Some very dense and challenging text, beautifully performed, sometimes left my brain racing unsuccessfully to keep up with the cocktail of longing, pain and unrealisable dreams.
The production was billed as a comedy, but frankly it is far from being a feelgood play, despite some irresistible laughs here and there.
It is, however, a tale which reminds one of how lucky one is not to have lived out the decades we are allowed on this planet in such stultifyingly confined surroundings as these, imposed by what was, at the time of the sisters’ youthful memories, a strictly Roman Catholic and over-moralising society.
Empathetic and convincing performances by Vivien Kerr, Barbara Gardiner, Samantha Powell and James Moore drew us inexorably into the sisters’ memories and pain, the visiting fishmonger’s male vulnerability, and ultimately into the futility of dreaming that their circle of frustration could be broken.

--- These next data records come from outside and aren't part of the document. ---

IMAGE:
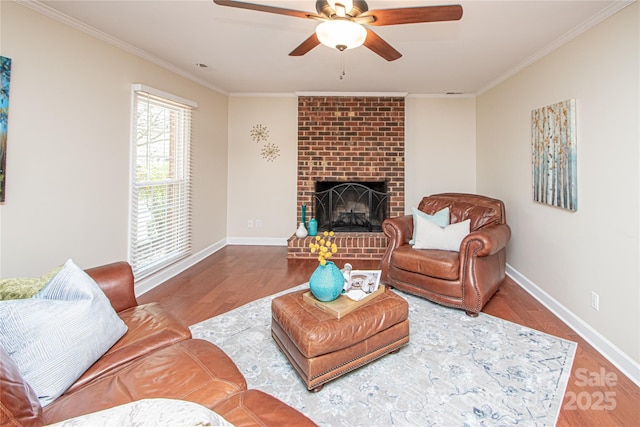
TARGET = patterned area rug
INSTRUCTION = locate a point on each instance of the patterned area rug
(456, 371)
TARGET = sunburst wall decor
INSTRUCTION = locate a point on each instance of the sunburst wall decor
(259, 133)
(270, 152)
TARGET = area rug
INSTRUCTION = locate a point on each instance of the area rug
(456, 371)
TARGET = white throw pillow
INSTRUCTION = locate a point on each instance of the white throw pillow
(440, 218)
(58, 334)
(432, 236)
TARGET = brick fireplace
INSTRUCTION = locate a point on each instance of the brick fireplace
(350, 139)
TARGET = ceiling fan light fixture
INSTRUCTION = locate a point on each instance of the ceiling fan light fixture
(341, 34)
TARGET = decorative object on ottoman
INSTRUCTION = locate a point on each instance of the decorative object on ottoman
(327, 281)
(321, 347)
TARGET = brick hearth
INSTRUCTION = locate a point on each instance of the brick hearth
(356, 139)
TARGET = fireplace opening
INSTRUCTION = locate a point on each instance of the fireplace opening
(351, 206)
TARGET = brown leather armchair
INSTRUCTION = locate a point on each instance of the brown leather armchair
(466, 279)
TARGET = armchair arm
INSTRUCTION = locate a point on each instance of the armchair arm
(486, 241)
(116, 281)
(399, 231)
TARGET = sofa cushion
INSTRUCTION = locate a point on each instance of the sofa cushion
(192, 370)
(149, 328)
(19, 405)
(25, 287)
(149, 413)
(440, 218)
(429, 262)
(56, 335)
(256, 408)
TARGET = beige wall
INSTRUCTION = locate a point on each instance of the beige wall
(260, 190)
(570, 254)
(69, 144)
(440, 147)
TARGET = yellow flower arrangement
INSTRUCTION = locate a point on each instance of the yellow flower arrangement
(324, 247)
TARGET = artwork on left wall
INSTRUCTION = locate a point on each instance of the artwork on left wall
(5, 77)
(554, 155)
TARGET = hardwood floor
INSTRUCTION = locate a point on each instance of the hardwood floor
(598, 394)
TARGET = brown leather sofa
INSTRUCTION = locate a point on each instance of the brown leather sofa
(466, 279)
(156, 358)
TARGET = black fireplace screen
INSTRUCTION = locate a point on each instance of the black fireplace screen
(350, 207)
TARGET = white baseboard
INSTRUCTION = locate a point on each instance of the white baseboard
(609, 350)
(150, 282)
(257, 241)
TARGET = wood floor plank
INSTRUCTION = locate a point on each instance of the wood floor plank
(236, 275)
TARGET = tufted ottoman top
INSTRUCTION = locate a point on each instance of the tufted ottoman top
(315, 332)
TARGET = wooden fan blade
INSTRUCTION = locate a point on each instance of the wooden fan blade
(269, 9)
(413, 15)
(381, 47)
(306, 45)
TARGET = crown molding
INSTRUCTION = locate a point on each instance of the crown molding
(614, 8)
(49, 12)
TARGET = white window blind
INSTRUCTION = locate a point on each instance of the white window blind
(160, 228)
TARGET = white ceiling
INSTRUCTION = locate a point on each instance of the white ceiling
(247, 51)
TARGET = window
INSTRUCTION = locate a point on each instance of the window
(160, 228)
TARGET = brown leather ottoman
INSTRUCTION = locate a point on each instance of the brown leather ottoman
(321, 347)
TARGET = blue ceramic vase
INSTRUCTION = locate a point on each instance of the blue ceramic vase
(327, 282)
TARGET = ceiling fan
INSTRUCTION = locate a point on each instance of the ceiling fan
(343, 23)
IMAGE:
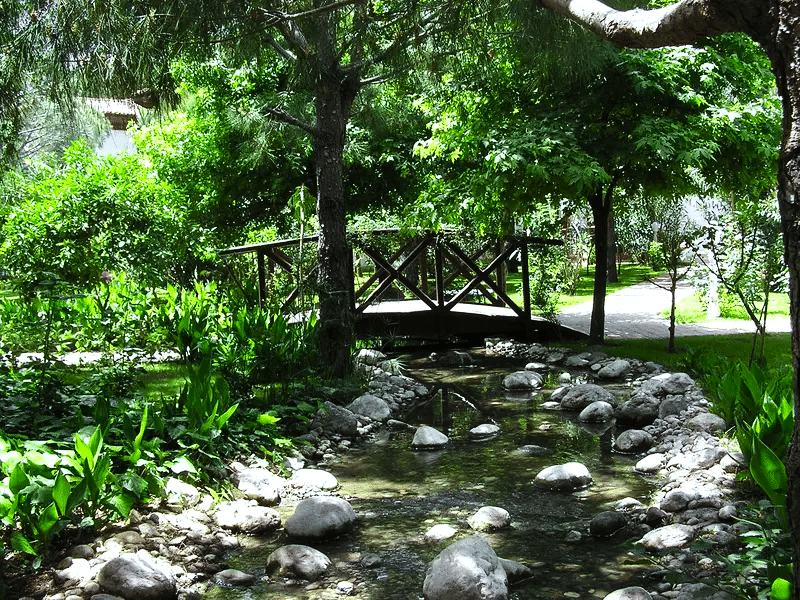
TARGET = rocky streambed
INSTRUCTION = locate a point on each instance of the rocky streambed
(478, 483)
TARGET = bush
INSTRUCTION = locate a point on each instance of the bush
(99, 214)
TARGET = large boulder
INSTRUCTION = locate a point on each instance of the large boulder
(260, 485)
(336, 420)
(490, 518)
(567, 477)
(669, 537)
(582, 395)
(668, 383)
(297, 560)
(629, 593)
(607, 523)
(247, 517)
(640, 410)
(370, 406)
(315, 479)
(467, 570)
(597, 412)
(138, 576)
(486, 431)
(616, 369)
(633, 441)
(523, 381)
(321, 517)
(428, 438)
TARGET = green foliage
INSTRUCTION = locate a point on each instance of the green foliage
(46, 489)
(743, 251)
(760, 405)
(99, 214)
(761, 569)
(190, 319)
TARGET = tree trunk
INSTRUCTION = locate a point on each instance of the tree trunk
(611, 260)
(334, 97)
(601, 206)
(783, 55)
(673, 287)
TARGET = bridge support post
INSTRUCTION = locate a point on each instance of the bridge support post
(262, 279)
(526, 291)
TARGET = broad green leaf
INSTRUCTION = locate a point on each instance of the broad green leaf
(84, 452)
(19, 479)
(223, 418)
(48, 519)
(182, 465)
(267, 419)
(21, 544)
(61, 491)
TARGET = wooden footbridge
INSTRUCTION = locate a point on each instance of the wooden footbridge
(416, 285)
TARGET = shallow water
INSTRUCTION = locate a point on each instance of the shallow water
(399, 494)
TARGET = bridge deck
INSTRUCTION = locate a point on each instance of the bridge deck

Charles Compton’s sensitive, economical direction gave the actors the space they needed to develop and express difficult characters, framed in a set with just enough furniture and props to locate us in time and place, without cluttering our minds with unnecessary detail.
It can hardly go unnoticed that this is another play about ‘Three Sisters’ – but whereas Chekhov’s lasses look forward in vain to returning to Moscow, these sadder, older maids can only gaze backwards at what might have been.
This morning I sensed that I might find myself thinking back through this haunting, sometimes poetic, sometimes shockingly and deliberately banal story, for some time to come.